Aceptar lo que no puedes cambiar no es tirar la toalla.
Ante una enfermedad o un golpe que no se va, solemos mezclar dos cosas muy distintas: resignarse y aceptar. Resignarse es bajar los brazos, dejar de pelear por vivir, dar todo por perdido. Aceptar es mirar de frente lo que hay, soltar la lucha contra lo imposible y decidir qué haces con lo que sí está en tu mano.

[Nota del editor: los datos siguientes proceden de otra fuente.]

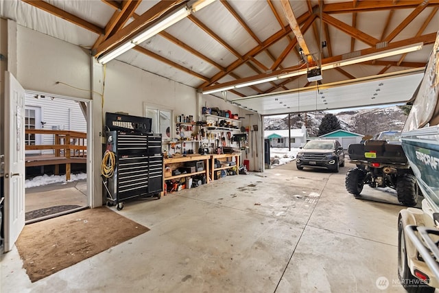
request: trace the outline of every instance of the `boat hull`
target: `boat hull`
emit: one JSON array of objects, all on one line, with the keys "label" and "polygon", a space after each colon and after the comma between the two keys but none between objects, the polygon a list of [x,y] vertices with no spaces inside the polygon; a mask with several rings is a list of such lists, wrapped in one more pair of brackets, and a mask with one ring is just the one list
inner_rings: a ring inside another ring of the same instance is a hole
[{"label": "boat hull", "polygon": [[403,132],[401,145],[424,197],[439,212],[439,126]]}]

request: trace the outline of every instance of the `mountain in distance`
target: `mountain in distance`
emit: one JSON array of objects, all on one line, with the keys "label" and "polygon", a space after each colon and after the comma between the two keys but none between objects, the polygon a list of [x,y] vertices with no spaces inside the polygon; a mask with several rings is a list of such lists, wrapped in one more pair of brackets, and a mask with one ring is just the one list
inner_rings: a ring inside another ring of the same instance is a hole
[{"label": "mountain in distance", "polygon": [[[313,111],[290,115],[292,129],[306,125],[311,137],[317,136],[322,119],[327,112]],[[396,106],[372,109],[342,110],[334,115],[340,121],[342,129],[363,135],[372,135],[385,130],[401,130],[407,115]],[[265,130],[288,129],[288,115],[283,118],[264,117]]]}]

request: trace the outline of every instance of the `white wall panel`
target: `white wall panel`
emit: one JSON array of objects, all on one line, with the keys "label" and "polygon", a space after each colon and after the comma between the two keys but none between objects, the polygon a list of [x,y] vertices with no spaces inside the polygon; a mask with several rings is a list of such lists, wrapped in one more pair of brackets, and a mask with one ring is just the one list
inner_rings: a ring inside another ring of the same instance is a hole
[{"label": "white wall panel", "polygon": [[17,80],[25,89],[90,99],[88,50],[19,25],[17,31]]}]

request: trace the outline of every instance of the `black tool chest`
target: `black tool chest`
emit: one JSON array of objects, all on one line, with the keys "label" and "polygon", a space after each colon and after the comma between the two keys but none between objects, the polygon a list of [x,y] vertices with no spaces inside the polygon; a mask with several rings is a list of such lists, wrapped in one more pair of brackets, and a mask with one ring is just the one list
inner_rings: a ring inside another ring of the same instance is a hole
[{"label": "black tool chest", "polygon": [[[121,121],[117,124],[119,130],[111,130],[113,119]],[[107,124],[110,124],[107,127],[110,130],[106,132],[106,151],[112,152],[115,158],[114,174],[104,181],[106,202],[108,205],[117,204],[118,210],[123,208],[123,201],[128,199],[139,196],[159,199],[163,191],[161,134],[147,132],[150,129],[144,127],[147,124],[139,119],[149,118],[106,113]],[[132,128],[126,124],[130,120]],[[141,127],[137,128],[138,125]]]}]

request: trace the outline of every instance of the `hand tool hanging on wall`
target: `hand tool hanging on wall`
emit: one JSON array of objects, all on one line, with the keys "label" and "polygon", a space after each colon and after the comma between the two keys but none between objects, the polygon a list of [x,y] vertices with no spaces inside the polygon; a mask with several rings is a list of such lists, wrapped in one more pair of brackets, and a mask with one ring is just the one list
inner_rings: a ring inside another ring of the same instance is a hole
[{"label": "hand tool hanging on wall", "polygon": [[[251,145],[252,146],[251,149],[249,150],[249,152],[250,152],[250,154],[252,153],[252,152],[253,152],[253,138],[250,137],[250,133],[252,134],[252,132],[250,132],[250,117],[251,117],[251,116],[252,115],[253,115],[252,113],[251,113],[251,114],[246,114],[246,116],[248,116],[248,126],[246,130],[247,131],[248,131],[248,139],[250,139],[249,143],[251,143],[251,145]],[[247,159],[247,152],[246,152],[246,159]]]},{"label": "hand tool hanging on wall", "polygon": [[256,157],[258,156],[258,126],[253,126],[253,130],[254,130],[254,139],[256,141]]}]

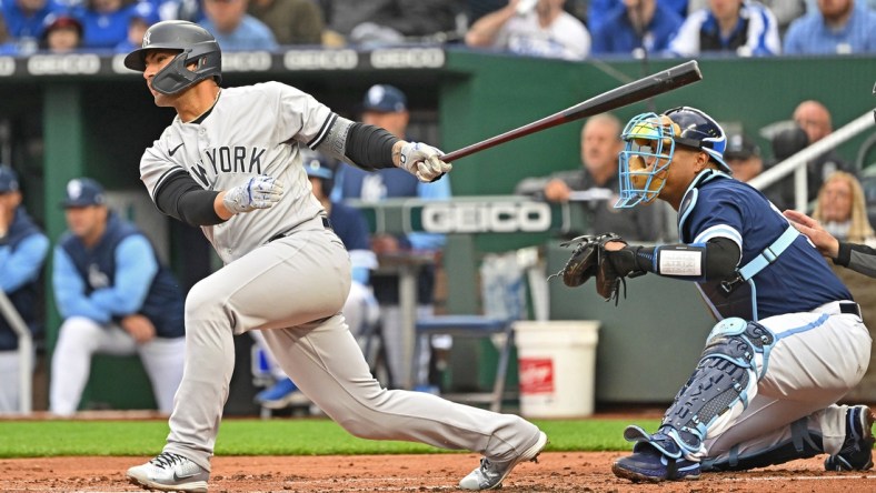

Por eso aceptar no es quedarse quieto. El que acepta sigue eligiendo: cómo lo vive, en quién se apoya, qué sentido le da. No cambia la circunstancia, pero no deja que la circunstancia lo cambie a él en lo que importa. Ahí hay más fuerza que en la rebeldía que solo desgasta y no lleva a ningún sitio.
Y desde la fe, aceptar tiene dónde apoyarse: no estás soltando tu vida al vacío, sino en manos de Dios. No es rendirte ante lo que toca; es confiar mientras sigues poniendo tu parte.
Idea clave
Resignarse es bajar los brazos; aceptar es mirar de frente y elegir qué haces con lo que sí depende de ti.
Tu reto para esta idea
Ante algo que no puedes cambiar, distingue hoy una cosa que sí esté en tu mano y ponte con ella.